Nachdem sich auch nach acht Wochen keinerlei Besserung zeigte, bekam ihr Ehemann starke Schuldgefühle. Nach einer mehrmaligen ethischen Beratung konnte die Ernährungssonde schließlich entfernt werden und seine Frau in Ruhe gehen. »Es gibt hierzu ein Urteil, dass das Beenden einer Maßnahme erlaubt, die gegen den Patientenwillen entstanden ist«, betonte Birgit Krause-Michel. »Die meisten Patienten, die ein Pflegeheim kommen, haben aber gar keine Patientenverfügung, dies bedeutet immer wieder große ethische Probleme«, berichtete die Palliativärztin.

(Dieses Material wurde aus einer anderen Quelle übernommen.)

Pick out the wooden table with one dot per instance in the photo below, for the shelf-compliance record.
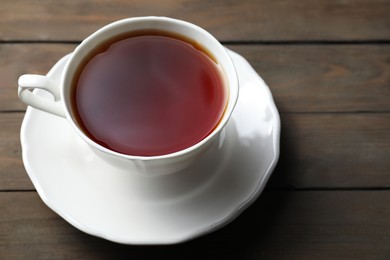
(328, 66)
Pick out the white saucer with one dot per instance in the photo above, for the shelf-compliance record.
(128, 208)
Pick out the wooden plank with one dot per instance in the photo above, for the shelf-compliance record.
(303, 78)
(333, 150)
(317, 150)
(280, 225)
(249, 20)
(312, 78)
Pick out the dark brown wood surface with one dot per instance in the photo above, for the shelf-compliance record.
(327, 64)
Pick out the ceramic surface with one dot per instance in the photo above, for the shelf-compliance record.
(130, 208)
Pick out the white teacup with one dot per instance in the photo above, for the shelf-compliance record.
(61, 106)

Wichtig wäre daher – optimal mit Patientenverfügung, sonst auch ohne – ein Notfallbogen. Zum Beispiel könne der Patient klar darlegen, dass er im Notfall nicht mehr in ein Krankenhaus eingeliefert werden wolle. »In den Landkreisen Berchtesgadener Land und Traunstein signalisiert dies erfolgreich die von der Autobahn bekannte Rote Hand, die nach Rücksprache mit dem Patienten beziehungsweise seinem Bevollmächtigten vom Hausarzt gut sichtbar auf die Akte geklebt wird.

Die Palliativmedizin leistet im Landkreis hervorragende Arbeit

Ihr Ebersberger Kollege Dr. Hans L. Schneider betonte in diesem Zusammenhang, dass sich die Palliativmedizin im Laufe seiner rund 40-jährigen Kliniktätigkeit enorm weiterentwickelt habe.

Palliativmedizin auf dem neusten Stand werde im Landkreis Ebersberg zum Beispiel von dem von ihm geleiteten Christophorus-Hospizverein und von der Spezialisierte Ambulante Palliativversorgung (SAPV) des Zentrums für Ambulante Hospiz- und PalliativVersorgung München Land, Stadtrand und Ebersberg angeboten. Dessen Leiterin Katja Goudinoudis war zuversichtlich, dass das Konzept der Gesundheitlichen Vorausplanung (ACP) »in zwei bis drei Jahren in der Region implementiert sein wird.«

Das ACP setzt auf einen dialogischen Prozess anstatt punktueller Festlegungen. Es soll so den sich unter Umständen im Laufe der Jahre ändernden Behandlungswünschen der Patienten Rechnung tragen. Dass die Patientenverfügung am besten im Dialog daraufhin überprüft werden solle, ob sie noch dem aktuellen Willen des Patienten entspricht – darüber waren sich alle einig.